Otitis media is an inflammation of the middle ear. This is the part of the ear that is the cavity between the eardrum and the inner ear. This inflammation is due to an upper respiratory tract infection. Sometimes a cold can bring this on.
To be more specific, this inflammation affects the passage that connects the back of the nose to the middle ear known as the Eustachian tube. Sometimes this tube may become blocked due to the inflammation. This infection can also cause the adenoids to become large and can affect the throat and nose. The fluid from this infection accumulates in the middle ear.
Children can easily be susceptible to otitis media due to the fact that their eustachian tube is short. About one in six children suffers from the acute form in the first year of life.
The symptoms of acute otitis is when there is a sudden and severe earache, a feeling of fullness in the ear, deafness, tinnitus, which is a ringing or buzzing in the ear and fever.
Sometimes the eardrum bursts. When this occurs, there is discharge of pus and the pain goes away. This is a good sign because it means that the child or whoever is affected by this infection, will soon be getting better.

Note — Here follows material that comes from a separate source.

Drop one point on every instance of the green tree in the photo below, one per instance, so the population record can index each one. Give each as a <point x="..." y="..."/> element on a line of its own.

If an individual has chronic otitis media, pus is constantly flowing from a perforation in the eardrum and there is some degree of deafness. There can be complications with chronic otitis media. This is when there can be inflammation of the outer ear and damage to the bones in the middle ear. When this occurs, the patient can become more deaf, possibly to the extent of complete deafness. Sometimes in severe cases, a matted ball of infected skin can form. In rare cases, it has been known that infection can spread and cause a brain abscess.
A visit to the doctor can make a diagnosis of this infection by examining the ears with a viewing instrument, known as an otoscope. A swab is taken of any discharge so that the organism that is causing this infection can be identified.

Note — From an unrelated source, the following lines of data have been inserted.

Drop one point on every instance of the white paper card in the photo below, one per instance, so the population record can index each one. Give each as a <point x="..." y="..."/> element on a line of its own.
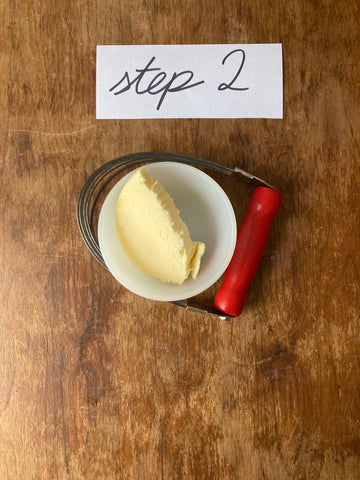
<point x="189" y="81"/>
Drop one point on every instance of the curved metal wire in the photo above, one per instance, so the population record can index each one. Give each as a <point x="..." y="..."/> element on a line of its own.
<point x="96" y="183"/>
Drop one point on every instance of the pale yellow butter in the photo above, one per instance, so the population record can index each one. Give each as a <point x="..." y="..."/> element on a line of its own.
<point x="152" y="232"/>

Acute otitis media is treated by giving antibiotic drugs and painkillers. The good news is that generally, this condition clears up completely with proper treatment. Unfortunately, it has been reported that there have been some cases where the sticky fluid continues in the middle ear. This condition is known as persistent middle-ear effusion.
Chronic otitis media is treated by sucking out pus and other infections from the ear. Antibiotic ear drops may be given if the pus still remains.